Missing Page 2
‘I know what you’re going to say, that we’re in no position to be choosy, but cleaning up the image of porn stars isn’t what we want to become known for.’
‘If we want to survive it might have to be.’
Reluctantly conceding the point, Vivienne said, ‘OK, we’ll look at it when you get here. Now, tell me more about the WI and Sharon Goss.’
No reply.
‘Alice? Are you there?’
Realising the connection had been lost, Vivienne hung up and returned to her computer. Alice would ring back when she emerged from whatever tunnel, or dip, or black hole of the English countryside she’d plunged into. Meanwhile it would be a good idea to start reacquainting herself with Irwin’s movie, for six months had passed since their original pitch for the business.

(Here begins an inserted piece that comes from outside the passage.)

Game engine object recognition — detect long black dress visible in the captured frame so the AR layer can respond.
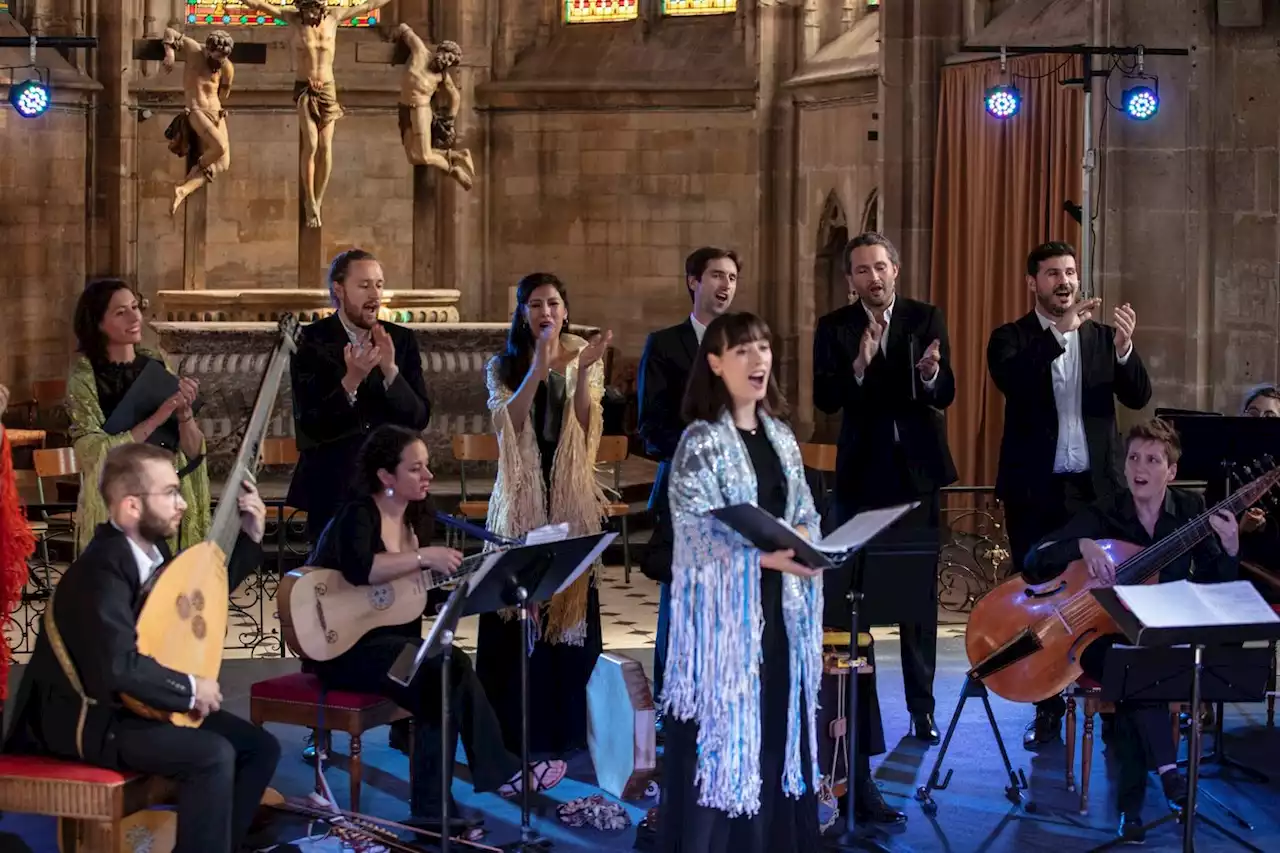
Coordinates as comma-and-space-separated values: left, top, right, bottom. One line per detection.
658, 429, 819, 853
476, 371, 604, 756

Ten minutes later the phone rang again. Presuming it was Alice she picked up, saying, ‘OK, where were we?’
There was a pause before the voice at the other end said, ‘Now that isn’t a question I was expecting, so I’m afraid I don’t readily have an answer.’
The blood drained from Vivienne’s face as her heartbeat slowed and her head started to spin. ‘Miles,’ she said, thrown by the intensity of her reaction, even though she’d known, since receiving his message last week, that it would affect her profoundly when they did finally speak. She just hadn’t realised how powerfully the sound of his voice would move her.
‘Am I interrupting?’ he said. ‘Is this a bad time?’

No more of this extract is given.